Яру нравилась работа. Нравился холод, нравилась темнота, нравился Иван, который предпочитал молчать или гудеть своим варганом. Можно было пить усталость, темноту, музыку и холод, и ни о чем не думать. Все было хорошо, пока, засыпая, Яр не услышал, как Иван, сидя у затянутого морозным узором окна, наигрывает «Луну над Алабамой». Это был самый неожиданный кавер из всех, что он когда-либо слышал.
Он открыл глаза. Комната была почти пустой — две узкие койки, две тумбочки, два приставных стола и пара шкафов. Иван сидел на полу, скрестив ноги, и самозабвенно дергал медный язычок, почти зажатый изрезанными губами.

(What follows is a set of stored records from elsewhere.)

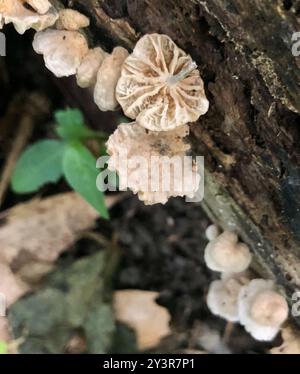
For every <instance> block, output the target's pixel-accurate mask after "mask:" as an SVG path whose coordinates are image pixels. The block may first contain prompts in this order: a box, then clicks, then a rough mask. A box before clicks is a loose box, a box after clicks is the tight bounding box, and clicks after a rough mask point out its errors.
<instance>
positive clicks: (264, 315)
mask: <svg viewBox="0 0 300 374" xmlns="http://www.w3.org/2000/svg"><path fill="white" fill-rule="evenodd" d="M238 311H239V319H240V323H241V324H242V325H243V326H244V327H245V329H246V330H247V331H248V332H249V333H250V334H251V335H252V336H253V337H254V338H255V339H256V340H262V341H270V340H273V339H274V338H275V336H276V335H277V333H278V332H279V329H280V327H281V325H282V324H283V323H284V321H285V320H286V319H287V317H288V313H289V310H288V305H287V302H286V300H285V298H284V297H283V296H282V295H280V294H279V293H278V292H277V291H276V289H275V284H274V282H273V281H270V280H264V279H253V280H252V281H251V282H250V283H249V284H248V285H246V286H244V287H242V288H241V291H240V294H239V299H238Z"/></svg>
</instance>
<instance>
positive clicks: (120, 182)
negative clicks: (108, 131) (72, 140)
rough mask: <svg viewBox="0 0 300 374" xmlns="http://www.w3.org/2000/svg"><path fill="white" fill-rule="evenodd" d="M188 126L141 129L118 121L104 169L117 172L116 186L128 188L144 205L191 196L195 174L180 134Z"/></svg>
mask: <svg viewBox="0 0 300 374" xmlns="http://www.w3.org/2000/svg"><path fill="white" fill-rule="evenodd" d="M187 134H188V126H181V127H179V128H177V129H176V130H173V131H170V132H167V133H161V132H153V131H148V130H146V129H144V128H143V127H141V126H139V124H137V123H136V122H133V123H131V124H121V125H119V126H118V128H117V130H116V131H115V132H114V133H113V134H112V135H111V136H110V138H109V140H108V142H107V151H108V154H109V155H110V156H111V157H110V159H109V162H108V168H109V169H110V170H112V171H117V172H118V175H119V181H120V188H121V189H126V188H130V189H131V190H132V191H133V192H134V193H137V194H138V197H139V199H140V200H142V201H144V203H145V204H156V203H162V204H164V203H166V202H167V200H168V199H169V198H170V197H171V196H185V195H187V196H190V197H192V196H193V195H194V194H195V192H196V191H197V189H198V185H199V178H200V176H199V174H198V173H197V170H195V168H194V165H193V164H192V162H191V159H190V157H188V158H187V157H185V155H186V152H187V151H188V150H189V148H190V146H189V145H188V144H187V143H186V142H185V140H184V137H185V136H186V135H187Z"/></svg>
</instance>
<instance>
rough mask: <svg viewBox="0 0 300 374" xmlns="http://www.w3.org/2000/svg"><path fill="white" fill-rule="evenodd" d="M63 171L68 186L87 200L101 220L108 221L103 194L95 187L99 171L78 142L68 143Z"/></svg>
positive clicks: (81, 145) (91, 160)
mask: <svg viewBox="0 0 300 374" xmlns="http://www.w3.org/2000/svg"><path fill="white" fill-rule="evenodd" d="M63 171H64V174H65V177H66V180H67V181H68V183H69V185H70V186H71V187H72V188H73V189H74V190H75V191H77V192H78V193H79V194H80V195H81V196H82V197H83V198H84V199H85V200H87V201H88V202H89V203H90V204H91V205H92V206H93V207H94V208H95V209H96V210H97V211H98V212H99V213H100V215H101V217H102V218H106V219H108V218H109V214H108V211H107V209H106V206H105V200H104V194H103V193H102V192H101V191H99V190H98V189H97V186H96V180H97V177H98V173H99V170H98V169H97V168H96V159H95V158H94V156H93V155H92V154H91V153H90V151H89V150H88V149H87V148H85V147H84V146H83V145H82V144H80V143H79V142H72V143H68V144H67V145H66V149H65V152H64V157H63Z"/></svg>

— Проснулся? — спросил его Иван.
— Да не спал вроде.
— Э, — усмехнулся он. — Проснулся — подпевай.
Яр пожал плечами — еще чего. И перевернулся на другой бок.
Но сон обратно не шел. Обычно ему совсем не мешал варган, а теперь Яру казалось, что Иван дергает не медный язычок, а его, Яра, сломанный палец.
— Чего начал-то, — не выдержал он, жмурясь, чтобы удержать под веками остатки сна. — Спать давай, подъем через шесть часов.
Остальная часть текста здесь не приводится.